За поездку я выдал Игнату 20 рублей ассигнациями и отпустил восвояси. А мне надо было идти к Федоту. Солнце уже зашло, день клонился к закату, и, по прежним моим понятиям, для визитов было уже поздновато. Но здесь все по-другому: крестьяне весь день в поле, и если хочешь застать хозяина — иди поздно вечером.
Решил идти прямо сейчас, но тьма за окном становилась все гуще, а до уличного освещения еще добрых сто лет ждать. Хорошо, что я что-то в этом понимаю! Подойдя к большому глиняному сосуду на верстаке, я снял с него крышку. Внутри, на подушке из специально обработанного мха, покоился тусклый, сероватый шар размером с пол кулака — гриб-аккумулятор, пронизанный рунами-стабилизаторами.
Кладу на него ладонь, вливая крошечную, с булавочную головку, искру Силы. Шар отозвался: сперва робко, потом всё увереннее он начал светиться изнутри. Мягкое, ровное, белёсое сияние, не дающее ни тени, ни дыма, залило мастерскую. Это свечение было живым — не мёртвое пламя свечи, а спокойное дыхание укрощённой энергии. Красота. Жаль, патента на это чудо оформить не получится: не смогу я, как положено, описать «физическую суть изобретения»!
Освещая дорогу перед собой световым шаром, заодно собравшим дорогой комаров и ночных мотыльков со всей округи, я отправился в гости.
Изба старосты встретила меня запахом постных щей и дыма. Федот, завидев меня на пороге, согнулся в три погибели.
— Лекарь! Вернулси, знасится… А мы уж заждались! — прохрипел он, диковато косясь на лежащий в моей ладони шар.
— Жив твой постоялец? — спрашиваю, проходя в сени.
— Жив, жив. Живее не бывает, — вздохнул староста. — Здоров, как бык, кашу за двоих уминает. Только… чудной какой-то. Сидит в углу, молчит, от людей шарахается. Мы уж и не знаем, что с ним делать. Забери его, Христа ради, он ведь твой теперь. Ты его из лап нечистого вырвал, тебе им и владеть.
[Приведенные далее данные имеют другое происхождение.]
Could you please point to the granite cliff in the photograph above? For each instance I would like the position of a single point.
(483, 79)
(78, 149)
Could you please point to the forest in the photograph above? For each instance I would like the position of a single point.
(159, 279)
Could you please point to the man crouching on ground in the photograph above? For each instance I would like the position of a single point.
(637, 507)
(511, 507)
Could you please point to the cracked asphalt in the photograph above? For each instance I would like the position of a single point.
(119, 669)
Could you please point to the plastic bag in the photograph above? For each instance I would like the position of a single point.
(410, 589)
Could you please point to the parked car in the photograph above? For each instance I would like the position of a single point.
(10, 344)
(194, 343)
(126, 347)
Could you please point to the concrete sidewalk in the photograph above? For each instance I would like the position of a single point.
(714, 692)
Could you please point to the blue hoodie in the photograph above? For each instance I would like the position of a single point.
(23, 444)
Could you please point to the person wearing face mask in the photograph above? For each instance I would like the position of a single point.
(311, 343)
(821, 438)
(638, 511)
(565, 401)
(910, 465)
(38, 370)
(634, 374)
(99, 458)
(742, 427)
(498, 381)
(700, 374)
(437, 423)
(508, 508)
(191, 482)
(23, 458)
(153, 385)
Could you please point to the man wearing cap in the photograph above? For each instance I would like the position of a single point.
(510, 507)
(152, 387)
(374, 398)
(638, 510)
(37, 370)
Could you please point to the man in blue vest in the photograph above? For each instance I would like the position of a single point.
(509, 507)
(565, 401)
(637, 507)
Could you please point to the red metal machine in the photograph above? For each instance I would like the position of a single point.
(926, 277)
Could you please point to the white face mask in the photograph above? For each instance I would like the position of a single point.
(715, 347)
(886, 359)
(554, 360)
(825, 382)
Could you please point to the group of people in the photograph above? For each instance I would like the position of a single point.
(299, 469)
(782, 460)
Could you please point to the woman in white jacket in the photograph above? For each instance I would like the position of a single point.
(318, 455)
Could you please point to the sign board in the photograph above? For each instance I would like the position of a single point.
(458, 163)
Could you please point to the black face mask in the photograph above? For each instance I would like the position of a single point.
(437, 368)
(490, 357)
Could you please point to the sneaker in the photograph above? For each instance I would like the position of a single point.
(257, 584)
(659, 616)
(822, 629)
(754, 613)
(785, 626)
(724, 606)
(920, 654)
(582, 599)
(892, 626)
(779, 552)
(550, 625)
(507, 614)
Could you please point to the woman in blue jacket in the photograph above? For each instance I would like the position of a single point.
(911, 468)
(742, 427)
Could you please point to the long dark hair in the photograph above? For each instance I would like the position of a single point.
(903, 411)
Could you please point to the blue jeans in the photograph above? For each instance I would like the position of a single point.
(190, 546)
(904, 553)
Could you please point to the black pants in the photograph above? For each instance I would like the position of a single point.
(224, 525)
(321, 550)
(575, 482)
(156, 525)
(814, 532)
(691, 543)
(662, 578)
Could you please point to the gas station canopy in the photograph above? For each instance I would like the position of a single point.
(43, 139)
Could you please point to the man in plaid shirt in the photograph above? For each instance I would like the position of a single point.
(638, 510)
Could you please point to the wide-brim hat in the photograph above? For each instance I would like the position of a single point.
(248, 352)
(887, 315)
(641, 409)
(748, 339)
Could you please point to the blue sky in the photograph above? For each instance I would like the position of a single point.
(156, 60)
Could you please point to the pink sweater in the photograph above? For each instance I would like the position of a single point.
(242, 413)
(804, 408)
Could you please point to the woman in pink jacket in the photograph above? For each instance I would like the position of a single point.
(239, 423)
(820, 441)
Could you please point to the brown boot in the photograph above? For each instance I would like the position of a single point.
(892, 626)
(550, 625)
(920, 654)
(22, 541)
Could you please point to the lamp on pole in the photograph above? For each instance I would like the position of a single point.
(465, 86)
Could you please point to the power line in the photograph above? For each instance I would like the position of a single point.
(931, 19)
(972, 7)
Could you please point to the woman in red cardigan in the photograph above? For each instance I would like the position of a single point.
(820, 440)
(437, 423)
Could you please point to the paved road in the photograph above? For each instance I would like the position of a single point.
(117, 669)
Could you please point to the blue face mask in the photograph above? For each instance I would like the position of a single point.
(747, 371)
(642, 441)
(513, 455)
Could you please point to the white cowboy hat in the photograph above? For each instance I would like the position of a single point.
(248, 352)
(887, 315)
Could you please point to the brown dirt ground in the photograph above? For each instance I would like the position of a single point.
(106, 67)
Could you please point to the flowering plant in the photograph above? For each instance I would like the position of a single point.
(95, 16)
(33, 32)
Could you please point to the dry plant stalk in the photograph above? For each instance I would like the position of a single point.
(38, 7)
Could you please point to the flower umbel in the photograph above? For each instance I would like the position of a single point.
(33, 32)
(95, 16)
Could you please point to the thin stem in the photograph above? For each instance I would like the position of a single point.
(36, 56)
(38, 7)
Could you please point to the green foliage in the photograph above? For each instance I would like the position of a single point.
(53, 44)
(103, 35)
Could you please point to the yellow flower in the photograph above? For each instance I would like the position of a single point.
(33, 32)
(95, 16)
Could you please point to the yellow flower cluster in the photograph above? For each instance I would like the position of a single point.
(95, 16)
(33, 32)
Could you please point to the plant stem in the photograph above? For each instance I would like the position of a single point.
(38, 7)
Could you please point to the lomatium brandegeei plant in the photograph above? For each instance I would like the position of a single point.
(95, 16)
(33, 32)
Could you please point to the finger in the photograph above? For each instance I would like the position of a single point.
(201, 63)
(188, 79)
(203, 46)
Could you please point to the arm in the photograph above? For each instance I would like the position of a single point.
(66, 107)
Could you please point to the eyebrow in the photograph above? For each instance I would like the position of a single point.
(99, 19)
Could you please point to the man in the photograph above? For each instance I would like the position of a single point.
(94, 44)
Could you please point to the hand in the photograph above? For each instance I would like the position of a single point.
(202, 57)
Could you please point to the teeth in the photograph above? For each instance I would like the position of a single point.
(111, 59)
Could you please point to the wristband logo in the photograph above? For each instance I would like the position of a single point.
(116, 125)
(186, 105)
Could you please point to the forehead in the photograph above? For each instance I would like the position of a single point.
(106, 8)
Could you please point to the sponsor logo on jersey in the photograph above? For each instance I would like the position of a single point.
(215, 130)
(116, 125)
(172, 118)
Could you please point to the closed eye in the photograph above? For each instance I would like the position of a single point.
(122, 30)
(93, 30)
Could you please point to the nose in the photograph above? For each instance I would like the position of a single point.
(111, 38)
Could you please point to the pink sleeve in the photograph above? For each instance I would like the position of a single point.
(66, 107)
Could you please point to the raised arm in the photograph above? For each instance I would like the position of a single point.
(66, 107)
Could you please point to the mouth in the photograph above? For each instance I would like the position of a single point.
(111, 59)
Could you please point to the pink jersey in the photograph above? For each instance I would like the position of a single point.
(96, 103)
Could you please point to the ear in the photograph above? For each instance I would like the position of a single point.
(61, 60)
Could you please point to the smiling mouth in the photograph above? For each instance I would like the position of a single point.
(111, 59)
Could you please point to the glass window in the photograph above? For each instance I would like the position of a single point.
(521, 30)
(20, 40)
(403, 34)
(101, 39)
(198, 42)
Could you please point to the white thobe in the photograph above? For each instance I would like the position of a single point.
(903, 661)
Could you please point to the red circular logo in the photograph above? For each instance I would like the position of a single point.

«Твой теперь». Забавная логика. Вытащил клеща из собаки — становишься её хозяином. Впрочем, что-то правильное в этом есть.
— Я что-то должен тебе за содержание?
Федот поначалу даже не понял вопрос.
— Да что ты, что ты! — испуганно замахал он руками, как только до него дошло. — Ды хто я таков есть, чтобы с тебя деньги брать?
— Ну это ты брось! — строго возразил я. — За всякую работу должна быть оплата. Ладно, где он там?
Захожу в избу. За столом — семья старосты, жена собирает остатки ужина. А в дальнем, тёмном углу, на лавке сидел спасенный мною мужичина. Заметив меня, он съёжился так, будто я вошёл с раскалённой кочергой наперевес, и попытался буквально вжаться в бревенчатую стену. Вид у него был, как у побитого пса, ожидающего очередного пинка.
— Оставьте нас, — бросаю я Федоту.
Семейство старосты испарилось из избы с проворством тараканов. Присаживаюсь на стул напротив. Молчу. Просто смотрю на него. Минуту, другую. Вижу, как по его лбу катится пот, как он начинает мелко дрожать. Отличный психологический прием. Тишина и пристальный взгляд вычищают из головы лишние мысли лучше любых пиявок.
— Оправился, я гляжу, — наконец нарушил я молчание.
— Д-да, ваше… господин лекарь… — пролепетал он, не поднимая глаз. — Спасибо вам… вовек не забуду…
— Забудешь, — отрезаю я. — Ты кто таков есть-то?
— Семеном меня кличут! — охотно откликнулся тот.
— Я не про то спрашиваю. Ты чем занимаешься-то? — мягко спросил я, но мужик дернулся так, будто я ему в печень врезал. Руки его начали мелко дрожать.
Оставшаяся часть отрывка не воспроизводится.